The frame of this architectural piece is made of wood, the floor is composed of compressed cat tail grass, and it is wrapped around with self-nourishing mushrooms. The Growing Pavilion is one of the highlights of Dutch Design Week taking place in Eindhoven. Two of the many studios behind this work are Company New Heroes and Krown-design; notably, Krown-design is famous for designing and constructing architectural structures made from mushrooms.

Jan Berbee, co-founder of Krown-design, explains that the EPS plastic panels covering most urban architecture emit three times their own weight in CO2. However, by replacing EPS with mycelium, the emissions from a building would significantly decrease, as mushrooms can absorb twice their weight in CO2.

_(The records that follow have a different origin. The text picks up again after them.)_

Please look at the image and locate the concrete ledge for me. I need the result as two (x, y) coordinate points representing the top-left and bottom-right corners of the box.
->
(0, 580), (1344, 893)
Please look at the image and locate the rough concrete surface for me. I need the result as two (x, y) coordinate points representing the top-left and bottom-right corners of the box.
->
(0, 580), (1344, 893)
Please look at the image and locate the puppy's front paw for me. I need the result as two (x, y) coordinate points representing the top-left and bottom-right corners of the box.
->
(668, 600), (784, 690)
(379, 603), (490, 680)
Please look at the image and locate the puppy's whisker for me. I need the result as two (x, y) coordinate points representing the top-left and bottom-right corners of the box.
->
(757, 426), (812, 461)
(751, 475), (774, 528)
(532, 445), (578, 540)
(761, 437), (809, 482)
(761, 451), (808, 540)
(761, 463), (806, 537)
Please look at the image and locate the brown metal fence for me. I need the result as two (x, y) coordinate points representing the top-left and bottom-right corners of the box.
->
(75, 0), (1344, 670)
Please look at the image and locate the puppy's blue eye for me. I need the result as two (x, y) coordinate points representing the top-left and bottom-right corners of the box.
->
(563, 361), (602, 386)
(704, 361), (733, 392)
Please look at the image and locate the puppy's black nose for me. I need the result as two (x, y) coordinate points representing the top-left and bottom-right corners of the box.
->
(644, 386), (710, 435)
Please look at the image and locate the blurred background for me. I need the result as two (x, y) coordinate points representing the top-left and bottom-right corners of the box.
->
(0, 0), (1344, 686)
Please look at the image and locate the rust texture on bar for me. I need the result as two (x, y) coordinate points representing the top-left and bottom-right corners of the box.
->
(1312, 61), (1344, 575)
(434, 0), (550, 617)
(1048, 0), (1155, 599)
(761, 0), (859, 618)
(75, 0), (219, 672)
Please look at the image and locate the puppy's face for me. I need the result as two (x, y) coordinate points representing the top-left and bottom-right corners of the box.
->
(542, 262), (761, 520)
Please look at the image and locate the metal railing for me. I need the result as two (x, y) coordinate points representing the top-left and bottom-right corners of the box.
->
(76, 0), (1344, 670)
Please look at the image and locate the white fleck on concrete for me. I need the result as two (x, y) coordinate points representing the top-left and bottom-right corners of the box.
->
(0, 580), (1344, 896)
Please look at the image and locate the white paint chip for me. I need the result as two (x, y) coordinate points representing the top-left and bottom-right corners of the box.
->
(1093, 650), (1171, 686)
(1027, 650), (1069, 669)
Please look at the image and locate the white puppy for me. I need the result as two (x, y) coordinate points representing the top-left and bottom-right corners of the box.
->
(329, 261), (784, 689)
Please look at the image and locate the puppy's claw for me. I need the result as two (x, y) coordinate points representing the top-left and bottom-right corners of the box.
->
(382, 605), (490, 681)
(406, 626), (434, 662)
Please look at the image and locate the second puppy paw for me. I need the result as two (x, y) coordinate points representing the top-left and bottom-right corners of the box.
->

Growing mushrooms is also not difficult. Just need a shaped frame, fill it with soil, and the mushrooms will grow on their own. The frame is quite large, standing 1.8 meters tall and nearly 1 meter wide, yet in less than a week, mushrooms have filled the wooden frame. To protect the mushrooms from environmental impacts, the designers sprayed the architectural structure with a protective layer made of biodegradable materials.


Berbee points out that mycelium is similar to a forest; the more it grows, the stronger it becomes. Mushroom walls also have the ability to insulate between the outside and inside environments, making it one of the candidates for walls in future human bases on Mars.
But what does it feel like to live in a mushroom-covered house?
“Mycelium products have a very light smell,” Jan Berbee says. “It’s hard to say what it smells like. Does a champignon mushroom have a scent? Or does an oyster mushroom have a scent?” There is a way to describe the scent each person perceives, but it is certainly more pleasant than the concrete and plastic that currently cover most of our homes.